A paper by Zhan Xu, who is currently doing her PhD at CSA, was selected among the most cited papers in Field Crops Research. The paper was written during Zhan's MSc study.
The paper's title is: "Intercropping maize and soybean increases efficiency of land and fertilizer nitrogen use; A meta-analysis" by Zhan Xu, Chunjie Li, Chaochun Zhang, Yang Yu, Wopke van der Werf and Fusuo Zhang.
The major challenge of agriculture is to reconcile these two needs: increasing food production while lowering environmental pollution. Intercropping, growing two or more crops simultaneously in the same field, has been called the “new green revolution”, since it can raise land productivity without increasing inputs. Cereal/legume intercropping is a classical crop combination in intercropping.
The researchers conducted a global meta-analysis to quantify the potential of maize/soybean intercropping in solving the conundrum of maintaining or even increasing maize and soybean production, while using less land and reducing environmental impact. Land and fertilizer use efficiency were assessed using as metrics the land equivalent ratio (LER) and the nitrogen fertilizer equivalent ratio (NFER). The worldwide average LER of maize/soybean intercropping was 1.32, indicating a substantial land sparing potential of intercropping over sole crops.

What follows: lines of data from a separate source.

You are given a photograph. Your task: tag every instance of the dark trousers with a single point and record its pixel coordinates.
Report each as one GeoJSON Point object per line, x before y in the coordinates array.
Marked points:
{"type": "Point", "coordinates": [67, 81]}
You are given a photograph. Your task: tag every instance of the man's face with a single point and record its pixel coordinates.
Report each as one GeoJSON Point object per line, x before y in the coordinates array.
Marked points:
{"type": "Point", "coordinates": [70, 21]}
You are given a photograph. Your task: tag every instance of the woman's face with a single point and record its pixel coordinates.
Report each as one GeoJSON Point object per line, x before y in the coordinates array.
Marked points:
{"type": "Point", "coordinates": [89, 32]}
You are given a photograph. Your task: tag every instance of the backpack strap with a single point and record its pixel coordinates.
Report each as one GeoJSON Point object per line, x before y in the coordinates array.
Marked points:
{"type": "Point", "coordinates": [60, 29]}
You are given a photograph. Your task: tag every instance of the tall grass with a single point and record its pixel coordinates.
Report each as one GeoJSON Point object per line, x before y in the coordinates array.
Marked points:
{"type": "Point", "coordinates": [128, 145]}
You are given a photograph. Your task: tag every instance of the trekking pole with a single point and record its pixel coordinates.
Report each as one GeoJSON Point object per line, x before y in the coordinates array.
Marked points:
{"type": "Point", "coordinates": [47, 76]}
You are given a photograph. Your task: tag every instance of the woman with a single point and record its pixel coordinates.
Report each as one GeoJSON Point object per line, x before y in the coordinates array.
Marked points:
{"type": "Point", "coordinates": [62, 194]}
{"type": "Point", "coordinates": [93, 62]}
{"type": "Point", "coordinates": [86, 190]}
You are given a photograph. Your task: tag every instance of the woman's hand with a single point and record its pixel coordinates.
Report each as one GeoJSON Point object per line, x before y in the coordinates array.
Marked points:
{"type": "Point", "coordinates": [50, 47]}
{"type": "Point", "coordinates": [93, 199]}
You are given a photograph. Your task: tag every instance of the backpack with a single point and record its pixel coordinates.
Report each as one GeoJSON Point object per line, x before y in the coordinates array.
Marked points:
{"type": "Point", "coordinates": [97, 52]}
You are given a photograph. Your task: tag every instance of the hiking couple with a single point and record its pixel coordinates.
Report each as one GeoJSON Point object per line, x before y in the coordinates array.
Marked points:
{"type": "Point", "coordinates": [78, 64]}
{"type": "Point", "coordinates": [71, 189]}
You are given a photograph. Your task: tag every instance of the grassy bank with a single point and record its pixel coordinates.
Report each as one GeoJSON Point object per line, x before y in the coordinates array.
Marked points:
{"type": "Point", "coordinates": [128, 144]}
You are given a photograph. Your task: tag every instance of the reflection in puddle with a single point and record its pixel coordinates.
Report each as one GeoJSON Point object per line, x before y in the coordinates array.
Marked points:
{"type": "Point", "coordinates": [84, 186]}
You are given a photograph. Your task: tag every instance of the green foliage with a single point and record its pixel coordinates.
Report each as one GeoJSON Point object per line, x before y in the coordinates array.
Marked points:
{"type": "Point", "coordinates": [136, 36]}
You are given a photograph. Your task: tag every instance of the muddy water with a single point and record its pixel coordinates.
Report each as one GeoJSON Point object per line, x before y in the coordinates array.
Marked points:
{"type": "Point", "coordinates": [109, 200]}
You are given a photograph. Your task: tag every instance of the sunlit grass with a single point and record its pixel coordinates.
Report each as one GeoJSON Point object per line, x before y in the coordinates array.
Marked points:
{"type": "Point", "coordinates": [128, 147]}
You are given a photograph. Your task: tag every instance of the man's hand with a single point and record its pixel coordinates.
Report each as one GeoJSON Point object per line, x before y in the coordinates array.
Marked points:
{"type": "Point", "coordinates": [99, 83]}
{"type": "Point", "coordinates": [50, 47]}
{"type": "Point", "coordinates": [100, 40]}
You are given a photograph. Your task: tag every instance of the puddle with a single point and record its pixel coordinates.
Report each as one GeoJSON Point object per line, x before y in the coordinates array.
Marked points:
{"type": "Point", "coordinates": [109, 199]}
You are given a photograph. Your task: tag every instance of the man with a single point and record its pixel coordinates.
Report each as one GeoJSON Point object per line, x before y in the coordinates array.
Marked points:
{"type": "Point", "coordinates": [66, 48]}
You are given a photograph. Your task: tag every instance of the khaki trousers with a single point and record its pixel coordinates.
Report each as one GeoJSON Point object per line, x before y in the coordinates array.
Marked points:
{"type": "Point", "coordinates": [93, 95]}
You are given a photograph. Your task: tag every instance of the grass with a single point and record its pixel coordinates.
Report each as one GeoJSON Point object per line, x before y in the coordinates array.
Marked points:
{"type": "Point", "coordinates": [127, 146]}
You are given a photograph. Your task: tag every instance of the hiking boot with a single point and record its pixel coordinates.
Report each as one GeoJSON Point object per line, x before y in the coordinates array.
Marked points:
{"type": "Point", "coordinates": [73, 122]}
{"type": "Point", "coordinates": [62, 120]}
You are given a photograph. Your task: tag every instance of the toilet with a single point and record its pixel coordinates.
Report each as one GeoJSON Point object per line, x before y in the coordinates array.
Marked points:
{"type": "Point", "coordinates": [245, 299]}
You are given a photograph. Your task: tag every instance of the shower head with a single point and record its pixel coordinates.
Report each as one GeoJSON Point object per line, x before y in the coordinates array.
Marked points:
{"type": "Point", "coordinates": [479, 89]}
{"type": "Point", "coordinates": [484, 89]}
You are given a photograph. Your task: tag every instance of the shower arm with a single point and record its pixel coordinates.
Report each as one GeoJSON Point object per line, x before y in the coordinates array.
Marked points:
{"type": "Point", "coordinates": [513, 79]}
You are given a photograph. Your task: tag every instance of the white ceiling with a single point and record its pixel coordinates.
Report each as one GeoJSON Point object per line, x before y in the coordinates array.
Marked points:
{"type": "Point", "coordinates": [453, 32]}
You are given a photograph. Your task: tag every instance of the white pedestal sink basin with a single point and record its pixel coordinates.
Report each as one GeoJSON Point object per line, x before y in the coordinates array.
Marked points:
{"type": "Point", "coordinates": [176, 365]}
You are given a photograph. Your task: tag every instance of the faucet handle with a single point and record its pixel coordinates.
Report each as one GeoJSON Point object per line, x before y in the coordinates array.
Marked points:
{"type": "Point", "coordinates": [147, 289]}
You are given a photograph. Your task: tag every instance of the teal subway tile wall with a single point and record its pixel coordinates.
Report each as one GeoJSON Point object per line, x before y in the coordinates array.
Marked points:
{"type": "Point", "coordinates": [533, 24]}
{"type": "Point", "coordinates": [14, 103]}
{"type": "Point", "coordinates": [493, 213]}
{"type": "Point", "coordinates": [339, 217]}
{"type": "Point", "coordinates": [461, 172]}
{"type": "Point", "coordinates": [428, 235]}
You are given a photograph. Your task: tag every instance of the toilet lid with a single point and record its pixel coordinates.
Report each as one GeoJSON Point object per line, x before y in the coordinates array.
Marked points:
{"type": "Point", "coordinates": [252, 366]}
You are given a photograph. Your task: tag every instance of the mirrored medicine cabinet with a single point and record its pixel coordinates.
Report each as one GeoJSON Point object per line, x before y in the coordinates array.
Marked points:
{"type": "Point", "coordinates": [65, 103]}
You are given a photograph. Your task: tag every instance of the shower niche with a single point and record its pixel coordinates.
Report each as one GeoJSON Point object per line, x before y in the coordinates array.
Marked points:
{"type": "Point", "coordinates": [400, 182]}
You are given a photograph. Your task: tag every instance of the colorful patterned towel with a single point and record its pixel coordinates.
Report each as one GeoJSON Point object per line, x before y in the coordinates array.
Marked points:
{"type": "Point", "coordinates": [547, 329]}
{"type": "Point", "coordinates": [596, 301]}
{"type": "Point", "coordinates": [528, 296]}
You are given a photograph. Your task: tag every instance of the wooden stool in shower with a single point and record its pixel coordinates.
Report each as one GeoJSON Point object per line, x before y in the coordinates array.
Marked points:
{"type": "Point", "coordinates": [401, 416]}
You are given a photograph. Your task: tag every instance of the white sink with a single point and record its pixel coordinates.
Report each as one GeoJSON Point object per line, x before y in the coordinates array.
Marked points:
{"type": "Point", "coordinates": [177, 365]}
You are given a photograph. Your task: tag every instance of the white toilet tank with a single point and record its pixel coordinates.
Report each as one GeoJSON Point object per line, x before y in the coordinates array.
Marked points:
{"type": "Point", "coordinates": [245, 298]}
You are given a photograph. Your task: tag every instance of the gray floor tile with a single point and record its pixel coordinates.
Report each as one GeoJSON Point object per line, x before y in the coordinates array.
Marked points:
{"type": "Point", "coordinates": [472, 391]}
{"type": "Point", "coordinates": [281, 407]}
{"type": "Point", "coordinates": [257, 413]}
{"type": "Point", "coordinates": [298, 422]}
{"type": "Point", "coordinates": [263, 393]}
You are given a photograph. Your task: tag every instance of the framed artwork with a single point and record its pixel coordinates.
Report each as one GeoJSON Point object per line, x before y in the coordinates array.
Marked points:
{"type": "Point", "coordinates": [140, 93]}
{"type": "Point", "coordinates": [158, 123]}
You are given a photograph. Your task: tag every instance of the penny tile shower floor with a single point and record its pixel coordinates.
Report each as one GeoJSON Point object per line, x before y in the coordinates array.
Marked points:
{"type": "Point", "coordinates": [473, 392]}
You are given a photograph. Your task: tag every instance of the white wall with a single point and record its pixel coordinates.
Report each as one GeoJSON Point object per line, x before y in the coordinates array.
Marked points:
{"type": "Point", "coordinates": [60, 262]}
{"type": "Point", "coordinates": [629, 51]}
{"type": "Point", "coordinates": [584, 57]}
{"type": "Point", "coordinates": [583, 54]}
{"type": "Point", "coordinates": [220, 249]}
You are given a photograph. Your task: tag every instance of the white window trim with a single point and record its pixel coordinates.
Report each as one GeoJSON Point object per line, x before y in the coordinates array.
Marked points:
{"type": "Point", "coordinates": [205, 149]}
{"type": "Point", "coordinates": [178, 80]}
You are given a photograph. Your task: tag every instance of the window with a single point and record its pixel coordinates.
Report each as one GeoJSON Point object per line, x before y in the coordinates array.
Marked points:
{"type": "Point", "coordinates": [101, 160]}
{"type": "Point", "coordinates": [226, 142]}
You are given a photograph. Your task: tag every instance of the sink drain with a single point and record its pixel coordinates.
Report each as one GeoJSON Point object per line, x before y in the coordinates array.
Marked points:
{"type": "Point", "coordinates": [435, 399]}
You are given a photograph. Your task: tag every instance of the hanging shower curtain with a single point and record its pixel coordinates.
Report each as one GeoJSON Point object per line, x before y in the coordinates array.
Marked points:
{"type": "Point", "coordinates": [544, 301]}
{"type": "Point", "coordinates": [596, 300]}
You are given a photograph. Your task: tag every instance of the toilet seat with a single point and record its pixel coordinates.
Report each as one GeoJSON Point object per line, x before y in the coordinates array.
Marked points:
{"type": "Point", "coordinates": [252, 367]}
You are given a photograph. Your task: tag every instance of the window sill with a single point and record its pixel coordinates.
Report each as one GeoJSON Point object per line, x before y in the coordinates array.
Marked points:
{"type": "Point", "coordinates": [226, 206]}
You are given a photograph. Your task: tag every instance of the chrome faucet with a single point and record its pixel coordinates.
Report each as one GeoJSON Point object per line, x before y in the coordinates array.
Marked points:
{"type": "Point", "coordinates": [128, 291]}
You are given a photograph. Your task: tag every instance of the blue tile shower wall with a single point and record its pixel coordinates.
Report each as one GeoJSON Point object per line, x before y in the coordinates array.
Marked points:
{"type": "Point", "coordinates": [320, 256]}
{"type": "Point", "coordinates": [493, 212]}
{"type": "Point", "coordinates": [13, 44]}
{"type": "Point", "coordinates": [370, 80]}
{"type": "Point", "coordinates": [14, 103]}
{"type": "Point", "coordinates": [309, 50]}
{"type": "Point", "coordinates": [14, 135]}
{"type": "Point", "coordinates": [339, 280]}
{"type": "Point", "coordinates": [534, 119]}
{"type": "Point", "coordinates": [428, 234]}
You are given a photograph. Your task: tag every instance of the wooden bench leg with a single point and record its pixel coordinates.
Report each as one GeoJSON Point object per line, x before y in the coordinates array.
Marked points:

And the mean NFER was 1.44, indicating that intercrops received substantially less fertilizer N than sole crops for the same product output.
Intercropping saved fertilizer due to concentrating production on less land with similar fertilizer N input per unit land. This meta-analysis thus shows that exploiting species complementarities by intercropping maize and soybean enables major increases in land productivity with less fertilizer N use.